The technology that’s available to investigators to extract and analyse mobile data
Arguably, the most effective mobile forensic technology is Cellebrite’s UFED Link Analysis. This not only allows for the extraction and analysis of mobile data, it also gives investigators the ability to create links between criminals and criminal networks.
It not only creates a bigger picture for investigators, it also provides fast results for cases that require real-time, immediate action.
In a case where there is more than one suspect, the Link Analysis technology can be used to great effect to construct links between suspects and to visualise the communications between these parties.
The technology really comes into its own when investigating organised or gang-related crime. These criminals will have to communicate with each other to plan operations and they are likely to do so using their mobile devices. The UFED Link Analysis can identify these communications and connect the suspects.

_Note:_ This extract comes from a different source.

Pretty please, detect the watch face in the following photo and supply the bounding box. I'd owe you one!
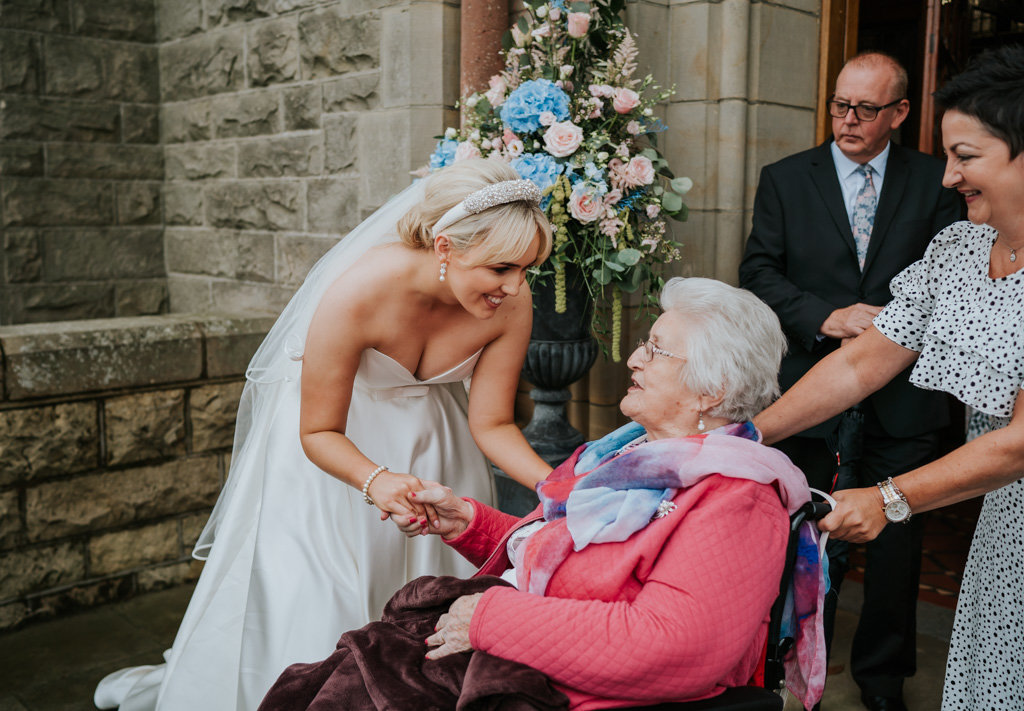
[886,499,910,524]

The part that mobile forensics plays in cases such as that of Banaz Mahmod
In the case of Banaz Mahmod, retrieving mobile phone data was of vital importance. In many cases, and indeed that of Banaz Mahmod, the victim knows their killer. This is where mobile forensics is at its most effective.
When the victim knows their killer, technology such as Cellebrite’s UFED Link Analysis, will be instrumental in exposing the link between the victim and the killer, which is made easier if the victim is a friend or relation of the killer.
The tragic and completely unnecessary murder of Banaz Mahmod, highlights the importance that mobile forensics plays in criminal cases. Without such technology, Banaz’s killers may never have been brought to justice and her body may never have been found.